00:02:02.210 Lack of meaning generally comes from code being unreachable, redundant, or otherwise without any real effect. Once we find code like that, we can either make it meaningful if it fits our original intention or just get rid of it.
00:02:38.950 Mutation testing puts these two concepts together by ensuring, first, that our code is meaningful so that the changes we make have a noticeable effect.

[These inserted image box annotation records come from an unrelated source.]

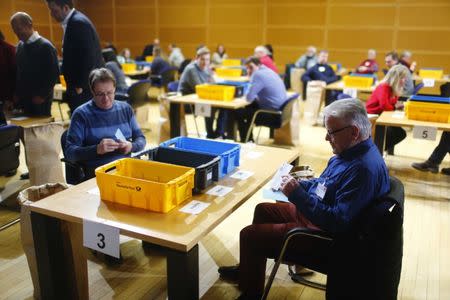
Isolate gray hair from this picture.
[323,98,372,140]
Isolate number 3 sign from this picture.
[83,220,120,258]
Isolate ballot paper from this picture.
[270,163,294,191]
[115,128,127,142]
[180,200,210,215]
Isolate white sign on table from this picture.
[83,220,120,258]
[413,126,437,141]
[195,103,211,117]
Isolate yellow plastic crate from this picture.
[95,158,195,213]
[344,75,374,88]
[419,69,444,79]
[222,59,241,67]
[216,68,242,77]
[122,63,137,73]
[195,84,236,101]
[405,101,450,123]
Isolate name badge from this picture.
[316,183,327,200]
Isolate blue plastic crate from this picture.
[160,136,241,178]
[409,95,450,104]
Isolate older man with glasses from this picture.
[65,68,146,178]
[219,99,389,299]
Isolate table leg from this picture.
[375,125,387,155]
[30,212,89,299]
[169,102,181,138]
[167,245,199,300]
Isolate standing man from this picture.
[46,0,104,112]
[0,31,16,115]
[11,12,59,116]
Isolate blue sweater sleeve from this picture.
[289,167,374,233]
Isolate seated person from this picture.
[295,46,317,70]
[219,99,390,299]
[255,46,278,74]
[383,51,414,97]
[169,44,184,69]
[366,65,410,155]
[356,49,378,74]
[178,47,226,138]
[65,68,146,178]
[399,50,417,73]
[211,44,228,66]
[150,46,172,84]
[302,50,341,105]
[235,56,287,142]
[412,131,450,175]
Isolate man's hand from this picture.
[117,141,133,154]
[280,175,300,197]
[97,139,119,155]
[31,96,45,104]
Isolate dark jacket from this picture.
[62,11,104,89]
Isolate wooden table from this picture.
[30,145,299,299]
[375,111,450,153]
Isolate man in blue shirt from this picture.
[65,68,146,178]
[219,99,390,299]
[235,56,287,141]
[302,50,341,105]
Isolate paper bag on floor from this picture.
[274,99,300,146]
[24,123,65,185]
[303,81,326,125]
[158,95,187,143]
[18,183,67,299]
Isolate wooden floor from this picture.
[0,100,450,300]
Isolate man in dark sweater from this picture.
[302,50,341,105]
[11,12,59,116]
[47,0,105,112]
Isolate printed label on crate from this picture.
[195,103,211,117]
[413,126,437,141]
[180,200,210,215]
[230,170,255,180]
[83,220,120,258]
[206,185,233,197]
[422,78,434,87]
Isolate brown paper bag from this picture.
[303,81,326,125]
[18,183,67,299]
[24,123,65,185]
[158,94,187,143]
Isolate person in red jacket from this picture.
[255,46,278,74]
[366,65,409,155]
[356,49,378,74]
[0,31,16,110]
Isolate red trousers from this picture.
[239,203,319,296]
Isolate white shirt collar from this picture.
[61,8,75,31]
[25,31,41,44]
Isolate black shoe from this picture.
[411,160,439,173]
[219,265,239,282]
[441,168,450,176]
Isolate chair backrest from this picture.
[128,79,152,105]
[413,82,425,95]
[280,93,299,126]
[167,80,180,93]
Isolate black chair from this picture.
[262,177,404,300]
[244,93,299,143]
[0,125,20,176]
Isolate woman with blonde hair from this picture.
[366,64,409,155]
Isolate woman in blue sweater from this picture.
[65,68,146,178]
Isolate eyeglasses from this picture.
[327,125,352,136]
[94,91,115,98]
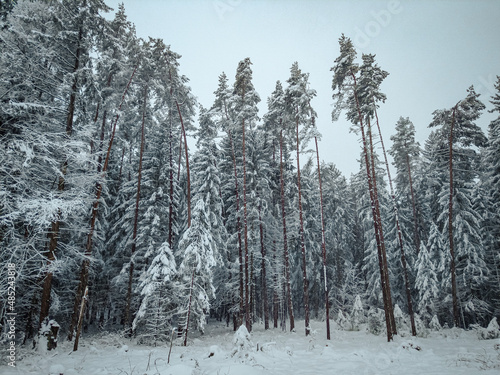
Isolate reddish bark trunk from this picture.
[373,101,417,336]
[351,72,393,341]
[296,117,311,336]
[448,106,460,327]
[124,86,148,334]
[184,269,194,346]
[68,65,137,350]
[227,129,244,326]
[259,200,269,329]
[280,131,295,331]
[314,137,330,340]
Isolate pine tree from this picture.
[429,87,488,327]
[331,35,396,341]
[284,62,316,336]
[230,58,260,331]
[480,76,500,315]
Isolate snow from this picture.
[0,321,500,375]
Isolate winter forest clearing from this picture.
[0,320,500,375]
[0,0,500,375]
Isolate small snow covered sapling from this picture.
[231,324,253,358]
[38,317,60,351]
[477,317,500,340]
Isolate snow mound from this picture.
[231,325,253,358]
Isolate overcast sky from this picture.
[106,0,500,177]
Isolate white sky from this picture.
[106,0,500,177]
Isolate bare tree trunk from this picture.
[373,101,417,336]
[73,287,89,352]
[241,94,252,332]
[227,129,244,326]
[314,137,330,340]
[273,241,280,328]
[38,27,83,328]
[68,65,137,350]
[406,155,420,255]
[124,86,148,335]
[368,118,397,335]
[183,269,195,346]
[295,116,311,336]
[258,203,269,329]
[175,99,191,228]
[351,72,394,341]
[280,131,295,331]
[448,106,460,327]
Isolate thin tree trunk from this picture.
[314,137,330,340]
[175,99,191,228]
[368,118,397,335]
[448,106,460,327]
[406,155,420,255]
[183,269,195,346]
[227,129,244,326]
[373,101,417,336]
[73,287,89,352]
[124,86,148,335]
[241,94,252,332]
[38,27,83,328]
[351,72,394,341]
[295,116,311,336]
[68,65,137,350]
[280,131,295,331]
[258,203,269,329]
[273,240,280,328]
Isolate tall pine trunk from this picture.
[373,101,417,336]
[38,27,83,328]
[280,131,295,331]
[351,72,395,341]
[258,203,269,329]
[314,137,330,340]
[241,89,252,332]
[295,110,311,336]
[448,106,460,327]
[227,129,244,326]
[68,65,137,350]
[123,86,148,335]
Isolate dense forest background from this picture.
[0,0,500,347]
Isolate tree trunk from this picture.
[373,101,417,336]
[295,110,311,336]
[448,106,460,327]
[227,129,244,326]
[68,65,137,350]
[183,269,195,346]
[73,287,89,352]
[280,131,295,331]
[351,72,394,341]
[259,203,269,329]
[314,137,330,340]
[368,118,397,335]
[241,96,252,332]
[175,99,191,228]
[124,86,148,335]
[38,27,83,328]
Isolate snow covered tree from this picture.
[132,241,176,346]
[429,86,488,327]
[229,58,260,331]
[478,76,500,316]
[283,62,317,336]
[176,197,220,345]
[331,35,396,341]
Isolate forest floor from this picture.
[0,321,500,375]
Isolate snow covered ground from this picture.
[0,321,500,375]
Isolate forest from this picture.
[0,0,500,350]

00:02:49.660 Then, it ensures that our tests are strict enough to notice that change and fail. Now, not all the tests have to fail, but each change should make at least one test fail.
00:03:02.310 Mutation testing does all this by mutating copies of our code, hence the name. It does this with the intention of creating test failures, otherwise known as false.
00:03:20.670 So, mutation testing can be categorized as a fault-based testing technique. This means it is sort of related to something you're already familiar with: Chaos Monkey from Netflix. Just like Chaos Monkey helps Netflix find flaws in their error recovery process, mutation testing helps us find flaws in our test suite and in our code.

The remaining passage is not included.